Born and brought up in the
west of Scotland, Hugh McLeave studied history and modern
languages at Glasgow University, spent five war years
as an artillery officer in the Far East then went into
London journalism, working for twenty years in Fleet
Street. He was first a crime correspondent at Scotland
Yard, then he covered the great events in science and
medicine all over the world for the News Chronicle and
Daily Mail, among them a too close-up look in 1957 at
an H-bomb test in mid-Pacific and interviews with such
disparate individuals as J. Robert Oppenheimer, father
of the A-bomb, Klaus Fuchs, who revealed its secrets
to the Russians, and the first space-race pioneers,
Russian and American. He knew Jonas Salk, who made the
first polio vaccine and the men who trail-blazed modern
of heart surgery on which he wrote the first popular
book..
His twenty-three works, fiction and non-fiction, include
five novels like A Question of Negligence and
No Face in the Mirror, written round his psychiatric
sleuth, Gregor Maclean.

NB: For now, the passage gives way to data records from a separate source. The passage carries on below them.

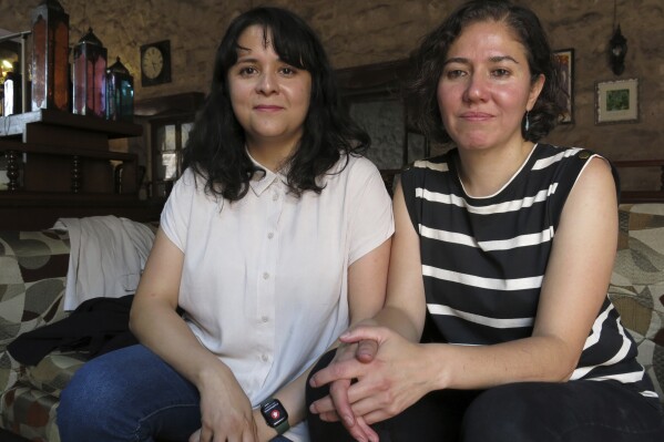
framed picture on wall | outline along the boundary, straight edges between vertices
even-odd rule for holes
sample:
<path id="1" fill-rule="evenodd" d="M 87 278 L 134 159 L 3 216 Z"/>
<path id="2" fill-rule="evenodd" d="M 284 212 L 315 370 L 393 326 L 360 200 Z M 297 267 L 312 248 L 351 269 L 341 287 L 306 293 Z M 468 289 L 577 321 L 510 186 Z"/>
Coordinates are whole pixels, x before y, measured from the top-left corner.
<path id="1" fill-rule="evenodd" d="M 639 121 L 639 79 L 596 83 L 596 124 Z"/>
<path id="2" fill-rule="evenodd" d="M 553 58 L 563 91 L 559 103 L 564 110 L 560 123 L 571 124 L 574 122 L 574 50 L 554 51 Z"/>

His non-fiction list comprises
The Last Pharaoh, the life of King Farouk,
now being filmed. In The Bent Pyramid, he uses
much of the knowledge and experience he garnered writing
The Last Pharaoh.
Among his other non-fiction books are a biographical
history of the Foreign Legion, The Damned Die Hard
and A Man and His Mountain, the life of the
painter, Paul Cézanne. Researching this gave
him enough material to write a life of Emile Zola, Cézanne’s
bosom friend. He has also written a history of the most
spectacular art thefts, Rogues in the Gallery.
He has lived in France for the past thirty-one years,
fifteen of them in Aix-en-Provence where Zola and Cézanne
grew up together. McLeave speaks five languages.